Over the last few weeks, we’ve learnt that a lot can change in just a few days. Continuous listening is therefore vital to understanding how employees are really feeling at any time. Real-time, anonymous responses will equip team leaders with clear insights into what their employees require from them at any stage and often encourage more honest responses than one-to-one interactions (Hardy, 2020). 

A Fresh Focus on Employee Wellbeing

Individuals worldwide will face new challenges in their personal lives. As Covid-19 spreads, the situation unsurprisingly shines a greater light on employee health and wellbeing.

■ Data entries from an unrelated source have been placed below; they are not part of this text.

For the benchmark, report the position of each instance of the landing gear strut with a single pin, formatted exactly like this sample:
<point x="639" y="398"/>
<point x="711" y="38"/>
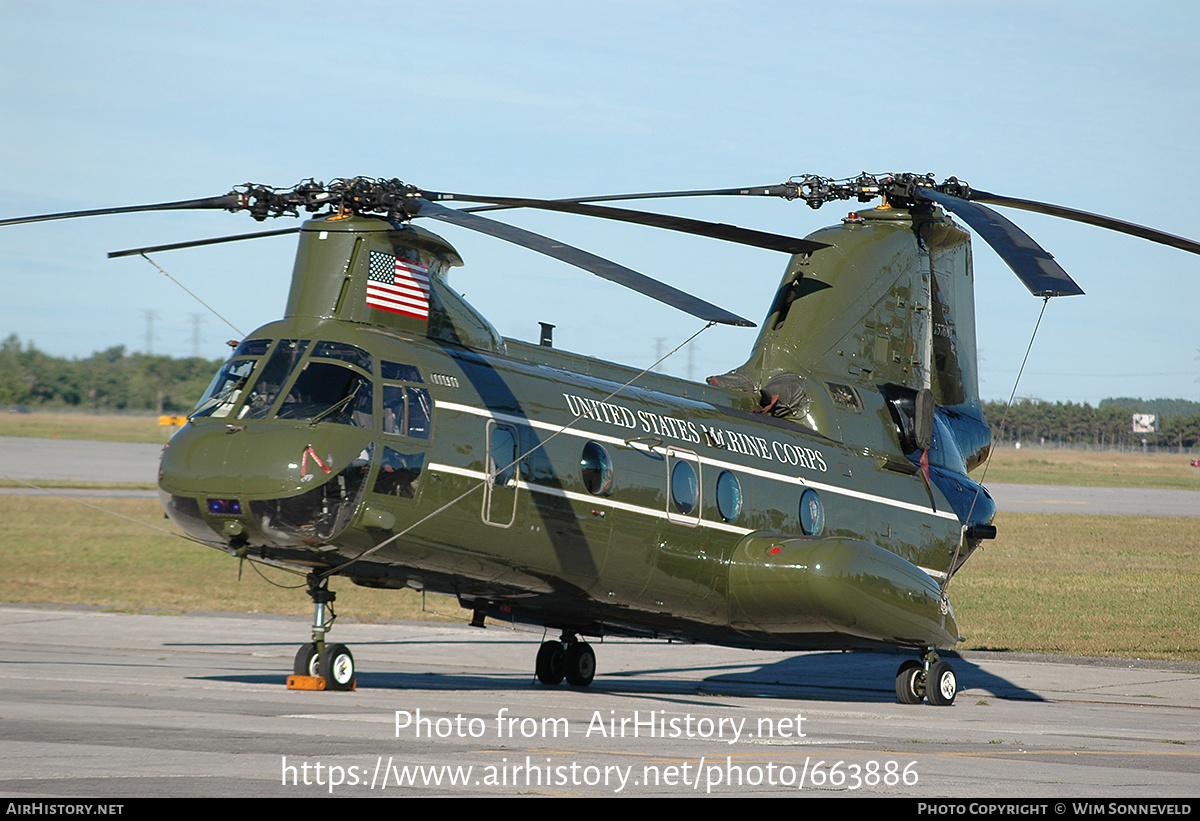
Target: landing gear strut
<point x="334" y="663"/>
<point x="931" y="678"/>
<point x="568" y="658"/>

Managers who are successful in making a difference to their teams will produce immense loyalty – supporting their organisation’s long-term retention and contributing to ongoing employee engagement which has been proven to boost overall company performance (Hardy, 2020).

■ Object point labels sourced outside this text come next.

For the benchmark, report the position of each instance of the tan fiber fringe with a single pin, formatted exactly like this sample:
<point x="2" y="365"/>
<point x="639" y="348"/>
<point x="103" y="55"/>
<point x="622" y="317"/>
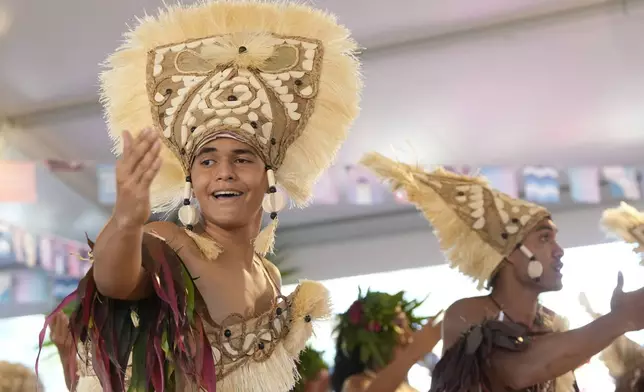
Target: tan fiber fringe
<point x="463" y="247"/>
<point x="124" y="94"/>
<point x="208" y="247"/>
<point x="264" y="243"/>
<point x="564" y="383"/>
<point x="619" y="222"/>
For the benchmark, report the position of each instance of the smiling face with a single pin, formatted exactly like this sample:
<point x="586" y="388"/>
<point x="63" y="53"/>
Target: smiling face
<point x="404" y="332"/>
<point x="229" y="181"/>
<point x="542" y="241"/>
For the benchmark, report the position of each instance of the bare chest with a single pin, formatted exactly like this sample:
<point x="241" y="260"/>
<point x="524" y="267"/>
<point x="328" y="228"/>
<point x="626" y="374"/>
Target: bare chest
<point x="232" y="290"/>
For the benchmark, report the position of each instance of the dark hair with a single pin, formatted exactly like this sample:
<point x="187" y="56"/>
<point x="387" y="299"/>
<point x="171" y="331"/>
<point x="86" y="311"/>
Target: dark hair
<point x="345" y="365"/>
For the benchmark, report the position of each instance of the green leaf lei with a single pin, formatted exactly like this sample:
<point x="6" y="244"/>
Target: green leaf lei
<point x="370" y="326"/>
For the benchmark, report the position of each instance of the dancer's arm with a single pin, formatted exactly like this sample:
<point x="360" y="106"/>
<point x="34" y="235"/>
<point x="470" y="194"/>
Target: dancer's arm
<point x="117" y="252"/>
<point x="546" y="357"/>
<point x="555" y="354"/>
<point x="394" y="374"/>
<point x="117" y="262"/>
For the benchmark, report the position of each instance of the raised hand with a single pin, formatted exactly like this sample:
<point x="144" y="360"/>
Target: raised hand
<point x="629" y="306"/>
<point x="135" y="170"/>
<point x="59" y="331"/>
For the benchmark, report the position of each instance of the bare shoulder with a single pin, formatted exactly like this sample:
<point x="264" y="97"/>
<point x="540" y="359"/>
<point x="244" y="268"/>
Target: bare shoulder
<point x="462" y="314"/>
<point x="273" y="271"/>
<point x="356" y="383"/>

 Continuous listening will also give managers deeper insight into their teams and arsenal to exercise agility allowing them to take necessary actions which support their teams’ wellbeing.

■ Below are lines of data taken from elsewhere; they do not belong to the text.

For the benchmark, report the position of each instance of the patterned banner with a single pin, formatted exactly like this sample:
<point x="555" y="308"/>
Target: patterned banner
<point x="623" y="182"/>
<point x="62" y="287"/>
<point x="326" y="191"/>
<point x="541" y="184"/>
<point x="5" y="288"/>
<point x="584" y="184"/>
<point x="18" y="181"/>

Some initiatives teams are already employing:

  •     Digital pub quizzes
  •     Virtual team lunches
  •     Deadline flexibility to accommodate new home-life demands
  •     New tools and resources to effectively perform from home 

Manager effectiveness in an enforced remote environment is critical, but, it can take some getting used to. Managers can look to our ‘Move to the Virtual World’ article to get better ideas and insights into managing remote teams.

Written communication:

Remember with increased written communications, there is a higher risk of misinterpretation. Summarise the most important messages and tasks in a daily email so nothing slips through the net. Be vigilant about the language you use too.  (Hardy, 2020):  

The 3R Approach

Reset

We’ve all had to press the reboot button on how our people were working before the crisis. New and novel ways of working will help not just during the crisis but also in a post COVID-19 world – for example, utilizing cloud technology platforms which create quick and efficient virtual connectivity with employees

Relearn

Most team members are home-bound with some extra time on their hands as physical premises remain closed. Organisations should grasp this as an opportunity to transform current ‘work-from-home’ scenarios into high engaging learn-from-home scenarios with the following activities (Chakraborty, 2020):

  • Consistent Knowledge Sharing session between inter/intra teams
  • Byte-size Lockdown learning sessions on a wide variety of topics related to personal and professional enhancements
  •     Industry expert sessions
  •     Need-based e-learning modules

Rejuvenate

Feeling at ease during this crisis requires everyone to balance the body, mind and soul (Chakraborty, 2020). 

Group bonding sessions

Companies can introduce a wide range of programs to meet this need for balance with the added benefit of bringing employees – and even their families together. Different initiatives may be scheduled on different days of the week and may include:

  •     Talent showcasing
  •     Daily morning wellness sessions
  •     Home strength training
  •     Cooking classes
  •     Cocktail-making workshops
  •     Musical evenings

 Virtual counselling

In addition to group-bonding sessions, staff members in distress can be provided with one-on-one virtual counselling with the help of an appointed expert in the field 

CSR initiatives

Organisations can ideate and launch their designated CSR initiatives during this time in collaboration with renowned NGOs to help those who are struggling more than others to make ends meet. 

With all these efforts, HR teams can foster an attitude of resilience and build an anti-fragile organisation. As Nassim Nicholas Taleb said: “Antifragility is beyond resilience or robustness. The resilient resists shocks and stays the same; the antifragile gets better.” (Chakraborty, 2020)

Conclusions

In these uncertain times, many things are unclear. But, one thing that remains clear is that, in any environment, optimising talent and staying closely attuned to the human side of the business will always help an organisation. 

In the last major crisis (the Global Financial Crisis (GFC)) is had been noted (Chakraborty, 2020), that the entire world faced (2007-2009), most of the organisations turned to corporate finance for survival but the COVID-19 pandemic is a human crisis that brings the need for Human resources (HR) to be at the forefront of ensuring success in sailing through the crisis. Thus, HR needs to redefine employee engagement in such challenging times (Chakraborty, 2020).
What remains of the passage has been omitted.